Interaction System for Multi-turn RL Training

Last updated: 06/25/2025.

Overview

The verl interaction system enables dynamic, multi-turn conversational feedback during reinforcement learning training. This system allows models to engage in iterative problem-solving scenarios where interaction agents can provide corrective feedback, guidance, or evaluation based on the model’s responses.
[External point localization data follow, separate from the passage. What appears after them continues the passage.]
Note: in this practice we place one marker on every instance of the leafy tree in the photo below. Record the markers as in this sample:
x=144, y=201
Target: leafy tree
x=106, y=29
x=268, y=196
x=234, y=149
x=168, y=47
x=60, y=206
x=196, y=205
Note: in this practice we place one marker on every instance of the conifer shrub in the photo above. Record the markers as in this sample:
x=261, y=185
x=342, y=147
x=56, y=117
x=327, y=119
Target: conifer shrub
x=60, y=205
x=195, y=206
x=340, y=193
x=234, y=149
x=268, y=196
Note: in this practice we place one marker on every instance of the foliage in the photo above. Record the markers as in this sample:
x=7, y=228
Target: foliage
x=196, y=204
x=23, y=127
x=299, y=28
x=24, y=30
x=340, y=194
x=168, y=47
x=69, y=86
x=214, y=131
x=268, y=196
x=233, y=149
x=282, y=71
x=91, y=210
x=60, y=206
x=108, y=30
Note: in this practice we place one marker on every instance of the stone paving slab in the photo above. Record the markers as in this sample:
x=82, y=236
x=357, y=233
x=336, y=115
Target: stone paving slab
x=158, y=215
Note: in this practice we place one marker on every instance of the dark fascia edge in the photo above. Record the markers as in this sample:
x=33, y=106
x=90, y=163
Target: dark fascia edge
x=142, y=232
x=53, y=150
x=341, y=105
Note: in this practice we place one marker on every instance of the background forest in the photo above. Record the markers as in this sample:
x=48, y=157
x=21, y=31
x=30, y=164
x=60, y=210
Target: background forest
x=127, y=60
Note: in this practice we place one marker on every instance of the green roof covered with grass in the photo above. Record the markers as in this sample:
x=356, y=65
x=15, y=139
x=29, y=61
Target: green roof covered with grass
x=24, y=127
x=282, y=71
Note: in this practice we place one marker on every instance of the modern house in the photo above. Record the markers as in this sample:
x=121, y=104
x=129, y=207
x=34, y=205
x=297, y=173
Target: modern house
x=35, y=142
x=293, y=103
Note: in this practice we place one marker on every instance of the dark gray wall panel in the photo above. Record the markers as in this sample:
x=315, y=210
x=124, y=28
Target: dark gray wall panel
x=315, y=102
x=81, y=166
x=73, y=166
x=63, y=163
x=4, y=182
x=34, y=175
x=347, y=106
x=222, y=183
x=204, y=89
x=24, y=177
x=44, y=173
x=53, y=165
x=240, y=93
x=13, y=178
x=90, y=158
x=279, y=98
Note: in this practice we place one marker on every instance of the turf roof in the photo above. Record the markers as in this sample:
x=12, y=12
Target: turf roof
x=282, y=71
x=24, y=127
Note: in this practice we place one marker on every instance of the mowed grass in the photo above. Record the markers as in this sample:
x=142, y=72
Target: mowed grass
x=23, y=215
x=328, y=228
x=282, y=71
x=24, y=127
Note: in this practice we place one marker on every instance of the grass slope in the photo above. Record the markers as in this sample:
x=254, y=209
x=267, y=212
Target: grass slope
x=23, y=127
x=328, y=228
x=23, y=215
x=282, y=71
New in Multi-Interaction Support: The system now supports multiple named interactions within a single training session, enabling sophisticated training scenarios where different samples can use different interaction strategies. This allows for curriculum learning, domain-specific feedback, and flexible agent switching at the sample level.

Key features:

Async-based Architecture: Non-blocking interaction processing for distributed training
Instance Management: Stateful session handling with unique instance IDs for concurrent interactions
SGLang Integration: Seamless integration with SGLang rollout system for multi-turn conversations
Configuration-driven: Dynamic agent loading via YAML configuration files
Multi-Interaction Support: Registry system enabling multiple named interactions per rollout
Sample-Level Selection: Each sample can specify which interaction to use via configuration
Reward Integration: Turn-level scoring mechanism integrated with verl’s reward system

Architecture

The interaction system follows a plugin-based architecture with clear separation of concerns:

Interaction Registry System
     ↓
BaseInteraction (Abstract Interface)
     ↓
Multiple Named Interactions (e.g., Gsm8kInteraction, CustomInteraction)
     ↓
SGLang Rollout Integration (interaction_map)
     ↓
Sample-Level Interaction Selection
     ↓
Async Request Lifecycle Management

Core Components

Interaction Registry System

The interaction registry system allows loading and managing multiple named interactions:

from verl.interactions.utils.interaction_registry import initialize_interactions_from_config

# Load multiple interactions from config
interaction_map = initialize_interactions_from_config("config.yaml")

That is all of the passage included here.